Un rapport annuel reflète le fonctionnement d’une organisation de soins pendant une année complète. Il se distingue en ceci d’un rapport trimestriel. Dans la pratique, un rapport annuel correspond généralement dans le secteur des soins à une année calendrier. Il n’en va pas toujours de même des rapports financiers.

Concernant le contenu

Les organisations de soins optent (sciemment ou non) pour un rapport annuel à caractère soit qualitatif (texte) soit davantage quantitatif (chiffres et tableaux). Certains choisissent une formule mixte.

 

Généralement, on y retrouve les chapitres suivants:

  • -Préface
  • -Nouveautés et changements importants
  • -Données-clés de l’organisation: input, processus et output
  • -Moyens engagés: par exemple les chiffres-clés des RH, comme le nombre de membres du personnel et d’équivalents temps plein, des caractéristiques liées à l’âge et au genre, les entrées en fonction et les départs, les présences et les absences, etc.
  • -Moyens matériels et financiers à disposition
  • -Processus. Exemple: description et modifications du fonctionnement, création de nouveaux services, nouveaux besoins du public cible, modifications du cadre législatif et autres nouvelles
  • -Résultats obtenus. Exemple: nombre d’utilisateurs des services et leur profil, résultats d’entreprise et autres données financières
  • -Sujet particulier abordé plus en détail. Exemple: les tendances et comment elles sont intégrées.
  • -Satisfaction des utilisateurs et gestion des plaintes
  • Etc.

Déterminez à l’avance le contenu du rapport annuel. Le format établi est souvent utilisé pendant plusieurs années. En comparant différentes années, on constate que le volume augmente d’année en année. Il est recommandé de faire une évaluation critique du contenu de l’année précédente avant de commencer à la rédaction du rapport de la nouvelle année.

Utilité d’un rapport annuel

Un rapport annuel résume le fonctionnement d’une organisation au cours d’une année déterminée. Faire rapport au propre Conseil d’Administration peut être un des objectifs du rapport, tout comme la communication du fonctionnement aux (nouveaux) collaborateurs et aux autres organisations partenaires. De plus en plus, les utilisateurs sont également intéressés par un rapport compréhensible. Les rapports annuels contiennent aussi des informations pertinentes pour les autorités. C’est en outre une façon de s’inspirer de la pratique quotidienne pour déterminer la politique à venir. Des chercheurs scientifiques utilisent par ailleurs les rapports annuels comme ressource et matériel d’étude.

Quelques points d’attention

La rédaction d’un rapport annuel est une tâche souvent sous-estimée. Fixez à l’avance qui pourra y consacrer combien de temps. Songez que celui qui tient à jour les données pendant l’année, gagne pas mal de temps en fin d’année.
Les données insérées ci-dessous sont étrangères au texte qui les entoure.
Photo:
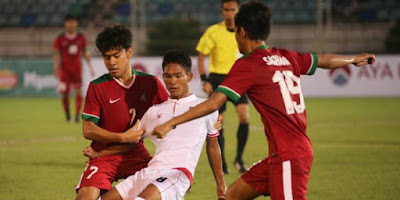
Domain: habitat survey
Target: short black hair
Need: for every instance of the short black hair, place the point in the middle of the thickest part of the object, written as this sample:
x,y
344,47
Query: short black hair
x,y
178,57
255,18
225,1
70,17
116,37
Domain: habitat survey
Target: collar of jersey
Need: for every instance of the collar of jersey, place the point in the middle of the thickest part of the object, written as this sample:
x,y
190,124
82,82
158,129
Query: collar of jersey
x,y
124,86
260,47
183,100
70,36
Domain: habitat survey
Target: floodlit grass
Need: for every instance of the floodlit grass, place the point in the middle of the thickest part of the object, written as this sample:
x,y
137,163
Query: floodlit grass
x,y
356,144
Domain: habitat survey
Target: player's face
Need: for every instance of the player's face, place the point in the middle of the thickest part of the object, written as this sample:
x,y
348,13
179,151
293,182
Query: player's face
x,y
117,61
229,10
177,80
71,25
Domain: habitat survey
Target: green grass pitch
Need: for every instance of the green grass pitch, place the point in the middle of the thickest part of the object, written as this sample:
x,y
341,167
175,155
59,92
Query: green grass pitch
x,y
356,144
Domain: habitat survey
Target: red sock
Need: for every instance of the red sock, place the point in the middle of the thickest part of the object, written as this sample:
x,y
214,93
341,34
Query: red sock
x,y
78,104
65,101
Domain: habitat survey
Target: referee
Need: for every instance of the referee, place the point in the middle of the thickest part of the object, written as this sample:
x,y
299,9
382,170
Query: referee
x,y
219,43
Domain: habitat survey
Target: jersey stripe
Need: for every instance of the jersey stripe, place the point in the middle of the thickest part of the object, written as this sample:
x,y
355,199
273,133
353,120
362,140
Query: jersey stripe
x,y
313,65
228,92
89,117
213,134
287,180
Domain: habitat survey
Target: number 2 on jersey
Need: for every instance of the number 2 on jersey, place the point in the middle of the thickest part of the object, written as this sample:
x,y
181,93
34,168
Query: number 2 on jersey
x,y
286,80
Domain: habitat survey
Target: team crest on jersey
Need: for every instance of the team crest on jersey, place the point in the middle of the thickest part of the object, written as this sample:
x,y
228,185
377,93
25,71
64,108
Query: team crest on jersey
x,y
276,60
142,97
Mettre à disposition les informations d’entreprise signifie que les concurrents et les collègues y ont eux aussi accès. C’est pourquoi il convient de bien considérer à l’avance quelles infos sont publiées et lesquelles ne le sont pas. D’autre part, les établissements de soins sont subsidiés par l’Etat. La publication des résultats obtenus et du fonctionnement de l’organisation peut dès lors être considérée comme un devoir de société.

De la forme

Le plus souvent, on opte pour un document papier. Certains établissements décident de publier le document dans le cadre de leur politique de relations publiques. Les rapports annuels peuvent aussi être mis à disposition sous forme numérique et téléchargeables à partir d’un site web. Il est conseillé de limiter la taille d’un rapport annuel. De volumineux rapports sont rarement lus. Certains établissements choisissent de rédiger un rapport annuel complet et d’en prévoir parallèlement un compte-tenu. Le rapport complet est alors utilisé en interne, tandis que le compte-rendu sert à l’usage externe. D’autres encore rédigent une partie qualitative et en annexe une partie quantitative.

Uniformité

Les rapports annuels contiennent bon nombre d’informations utiles sur une organisation. Malheureusement, il existe peu d’uniformité quant au contenu et à la forme. La proposition d’un format, par secteur ou non, pourrait être utile dans le cadre du benchmarking. Un rapport annuel ne serait plus alors un simple rapport de l’année écoulée, mais deviendrait un outil pour se positionner face à d’autres organisations comparables. Actuellement, de simples comparaisons (comme le nombre de membres du personnel et le taux d’absentéisme) ne sont pas toujours possibles et des statistiques de base pour le secteur ne sont pas disponibles. Ceci ne doit pas forcément engendrer du travail supplémentaire. Du moins pas pour les organisations qui rédigent déjà un rapport annuel.